GameStop fired CEO Matt Furlong two years after hiring him and appointed billionaire Ryan Cohen as executive chairman, sending the company’s shares down 20% in extended trading.
A former executive at Amazon, Furlong joined GameStop in 2021, just months after the company was at the center of a “meme-stock” trading frenzy where a bunch of social media-armed traders talked up the value of the stock.
The company did not say why Furlong was terminated and did not immediately respond to a Reuters request for comment seeking details. The videogame retailer also said it would not be holding an earnings call.
Billionaire investor Cohen, who co-founded online pet products retailer Chewy, has been serving as chairman of GameStop since 2021 and is also a majority shareholder of the Texas-based company.
Cohen has been at the forefront of driving the company’s transition into e-commerce and has been responsible for the shakeup in its top management, including the hiring of some former Amazon employees.
“It reflects the utter lack of strategy.
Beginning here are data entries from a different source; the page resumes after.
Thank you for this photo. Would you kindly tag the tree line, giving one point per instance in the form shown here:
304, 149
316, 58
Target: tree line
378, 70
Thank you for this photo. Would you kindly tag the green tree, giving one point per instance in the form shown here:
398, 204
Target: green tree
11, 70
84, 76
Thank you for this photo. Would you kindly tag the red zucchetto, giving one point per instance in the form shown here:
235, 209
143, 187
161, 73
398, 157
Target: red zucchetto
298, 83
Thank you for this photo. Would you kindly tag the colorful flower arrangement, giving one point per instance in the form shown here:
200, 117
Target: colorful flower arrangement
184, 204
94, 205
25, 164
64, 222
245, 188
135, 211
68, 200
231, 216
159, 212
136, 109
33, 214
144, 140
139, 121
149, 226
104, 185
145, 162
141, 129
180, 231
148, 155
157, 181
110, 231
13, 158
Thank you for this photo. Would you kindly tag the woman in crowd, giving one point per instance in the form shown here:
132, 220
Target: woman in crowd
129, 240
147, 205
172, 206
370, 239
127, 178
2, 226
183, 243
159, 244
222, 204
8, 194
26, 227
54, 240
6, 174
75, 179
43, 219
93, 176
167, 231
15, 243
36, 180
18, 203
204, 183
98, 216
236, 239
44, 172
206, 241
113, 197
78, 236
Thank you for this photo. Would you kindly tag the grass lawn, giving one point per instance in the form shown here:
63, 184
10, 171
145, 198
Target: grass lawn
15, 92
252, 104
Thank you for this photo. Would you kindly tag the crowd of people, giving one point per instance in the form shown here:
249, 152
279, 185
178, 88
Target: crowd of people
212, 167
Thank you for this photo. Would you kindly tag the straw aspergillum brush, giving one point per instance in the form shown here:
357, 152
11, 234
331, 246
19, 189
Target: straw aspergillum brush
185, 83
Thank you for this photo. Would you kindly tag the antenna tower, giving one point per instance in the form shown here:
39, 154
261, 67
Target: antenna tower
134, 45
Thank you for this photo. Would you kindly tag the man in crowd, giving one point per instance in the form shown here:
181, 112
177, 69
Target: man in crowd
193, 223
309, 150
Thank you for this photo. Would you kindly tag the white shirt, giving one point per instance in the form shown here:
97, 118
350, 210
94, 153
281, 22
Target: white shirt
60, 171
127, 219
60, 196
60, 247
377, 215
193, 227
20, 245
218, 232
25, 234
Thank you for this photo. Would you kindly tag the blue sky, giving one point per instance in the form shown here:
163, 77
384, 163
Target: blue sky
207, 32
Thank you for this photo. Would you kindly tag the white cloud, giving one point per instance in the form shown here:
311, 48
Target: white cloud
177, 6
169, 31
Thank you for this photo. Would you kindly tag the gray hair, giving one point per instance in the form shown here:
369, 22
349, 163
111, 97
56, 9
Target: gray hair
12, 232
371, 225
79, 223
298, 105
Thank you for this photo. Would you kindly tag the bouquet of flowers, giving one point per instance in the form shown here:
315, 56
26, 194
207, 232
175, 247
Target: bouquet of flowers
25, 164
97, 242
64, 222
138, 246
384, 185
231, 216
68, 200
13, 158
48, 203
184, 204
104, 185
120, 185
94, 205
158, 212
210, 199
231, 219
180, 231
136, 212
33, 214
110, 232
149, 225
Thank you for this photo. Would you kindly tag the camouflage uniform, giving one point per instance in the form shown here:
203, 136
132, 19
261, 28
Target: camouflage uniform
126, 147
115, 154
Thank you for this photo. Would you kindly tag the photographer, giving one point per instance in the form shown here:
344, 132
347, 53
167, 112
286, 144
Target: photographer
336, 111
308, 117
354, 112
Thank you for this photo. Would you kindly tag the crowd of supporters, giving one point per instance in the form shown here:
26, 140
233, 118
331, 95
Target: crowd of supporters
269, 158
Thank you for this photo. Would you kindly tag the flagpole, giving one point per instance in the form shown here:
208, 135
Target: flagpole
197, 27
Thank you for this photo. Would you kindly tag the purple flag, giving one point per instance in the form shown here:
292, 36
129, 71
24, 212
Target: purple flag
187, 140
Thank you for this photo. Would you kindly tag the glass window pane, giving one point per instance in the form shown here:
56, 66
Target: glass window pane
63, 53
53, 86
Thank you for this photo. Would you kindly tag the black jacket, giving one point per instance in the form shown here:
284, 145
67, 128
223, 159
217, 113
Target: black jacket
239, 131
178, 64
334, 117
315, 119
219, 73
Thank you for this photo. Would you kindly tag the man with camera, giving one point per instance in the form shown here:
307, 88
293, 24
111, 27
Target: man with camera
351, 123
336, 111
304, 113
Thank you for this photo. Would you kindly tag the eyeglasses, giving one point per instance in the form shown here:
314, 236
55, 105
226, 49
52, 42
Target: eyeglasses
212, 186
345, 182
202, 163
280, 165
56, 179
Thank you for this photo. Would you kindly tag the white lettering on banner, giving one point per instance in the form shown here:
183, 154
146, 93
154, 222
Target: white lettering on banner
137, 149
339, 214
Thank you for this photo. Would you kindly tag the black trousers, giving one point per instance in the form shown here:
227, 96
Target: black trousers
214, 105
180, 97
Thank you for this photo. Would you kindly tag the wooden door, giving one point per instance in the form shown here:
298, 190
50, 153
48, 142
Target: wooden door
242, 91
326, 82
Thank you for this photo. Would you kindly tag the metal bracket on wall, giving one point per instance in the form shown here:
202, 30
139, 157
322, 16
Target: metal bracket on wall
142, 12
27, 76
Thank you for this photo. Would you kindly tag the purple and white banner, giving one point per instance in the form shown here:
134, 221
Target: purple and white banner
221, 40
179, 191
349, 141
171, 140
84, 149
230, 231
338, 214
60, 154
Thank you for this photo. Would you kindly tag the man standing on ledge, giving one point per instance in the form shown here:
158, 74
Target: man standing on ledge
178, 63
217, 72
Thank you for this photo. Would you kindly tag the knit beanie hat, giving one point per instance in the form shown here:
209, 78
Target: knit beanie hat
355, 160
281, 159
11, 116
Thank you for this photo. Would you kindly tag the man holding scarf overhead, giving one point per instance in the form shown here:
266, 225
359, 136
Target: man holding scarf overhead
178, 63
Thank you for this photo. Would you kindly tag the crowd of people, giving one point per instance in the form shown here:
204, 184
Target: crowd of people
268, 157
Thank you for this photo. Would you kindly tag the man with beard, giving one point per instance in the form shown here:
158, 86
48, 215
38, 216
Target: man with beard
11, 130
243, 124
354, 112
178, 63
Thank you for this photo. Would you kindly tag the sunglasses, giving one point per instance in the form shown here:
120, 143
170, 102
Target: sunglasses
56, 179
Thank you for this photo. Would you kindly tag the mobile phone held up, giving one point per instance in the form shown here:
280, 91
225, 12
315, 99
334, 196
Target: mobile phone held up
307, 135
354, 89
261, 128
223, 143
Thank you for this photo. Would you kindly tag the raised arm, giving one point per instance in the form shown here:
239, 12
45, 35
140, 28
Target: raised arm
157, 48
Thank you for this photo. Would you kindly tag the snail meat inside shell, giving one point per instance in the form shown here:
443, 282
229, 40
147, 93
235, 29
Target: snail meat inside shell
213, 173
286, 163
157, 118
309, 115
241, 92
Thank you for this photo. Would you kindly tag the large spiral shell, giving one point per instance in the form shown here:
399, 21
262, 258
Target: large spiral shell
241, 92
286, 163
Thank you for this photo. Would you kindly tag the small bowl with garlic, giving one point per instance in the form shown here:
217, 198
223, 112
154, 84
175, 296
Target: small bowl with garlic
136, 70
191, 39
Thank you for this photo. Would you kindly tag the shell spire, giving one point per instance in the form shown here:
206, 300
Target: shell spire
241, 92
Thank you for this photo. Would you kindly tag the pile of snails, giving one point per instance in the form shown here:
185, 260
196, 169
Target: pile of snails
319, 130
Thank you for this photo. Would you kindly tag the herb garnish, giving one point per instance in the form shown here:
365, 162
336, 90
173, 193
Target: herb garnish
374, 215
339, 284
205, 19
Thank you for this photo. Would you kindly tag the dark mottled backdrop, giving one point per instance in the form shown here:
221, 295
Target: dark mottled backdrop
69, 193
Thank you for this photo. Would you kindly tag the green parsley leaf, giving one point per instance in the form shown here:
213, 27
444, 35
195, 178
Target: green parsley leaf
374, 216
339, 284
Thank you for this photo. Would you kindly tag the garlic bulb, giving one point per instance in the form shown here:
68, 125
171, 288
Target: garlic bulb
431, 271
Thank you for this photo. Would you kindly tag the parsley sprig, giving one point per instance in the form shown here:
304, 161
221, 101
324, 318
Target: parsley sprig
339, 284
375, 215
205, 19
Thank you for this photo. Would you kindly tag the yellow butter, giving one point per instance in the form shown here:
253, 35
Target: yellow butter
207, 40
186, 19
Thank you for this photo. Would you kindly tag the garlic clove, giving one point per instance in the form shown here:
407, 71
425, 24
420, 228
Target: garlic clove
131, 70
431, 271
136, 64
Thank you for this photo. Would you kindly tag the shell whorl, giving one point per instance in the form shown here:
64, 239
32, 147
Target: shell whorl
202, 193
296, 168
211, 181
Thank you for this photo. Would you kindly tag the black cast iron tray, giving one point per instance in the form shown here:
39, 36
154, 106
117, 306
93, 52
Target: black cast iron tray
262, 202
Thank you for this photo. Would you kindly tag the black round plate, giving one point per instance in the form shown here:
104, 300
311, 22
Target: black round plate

They wanted to ‘be like Amazon’ and hired Jenna Owens, Mike Recupero and Matt Furlong from Amazon in 2021,” said Michael Pachter, analyst at Wedbush Securities.
Jenna Owens was the former chief operating officer and left the company in October 2021, just seven months after joining. Michael Recupero was terminated as chief financial officer last year.
Pachter added Cohen “is incapable of running a retail operation….It’s sort of like Elon Musk running Twitter.”
Cohen and representatives did not immediately respond to requests for comment.
GameStop posted its fourth consecutive fall in quarterly revenue and missed market estimates, as consumers dialed back non-essential spending in an uncertain economy.
The videogame retailer reported revenue of $1.24 billion for the quarter ended April 29, compared with analysts’ average estimate of $1.36 billion, according to Refinitiv.
The company also posted a loss of 14 cents per share, compared with analysts’ estimates of a loss of 12 cents per share for the quarter.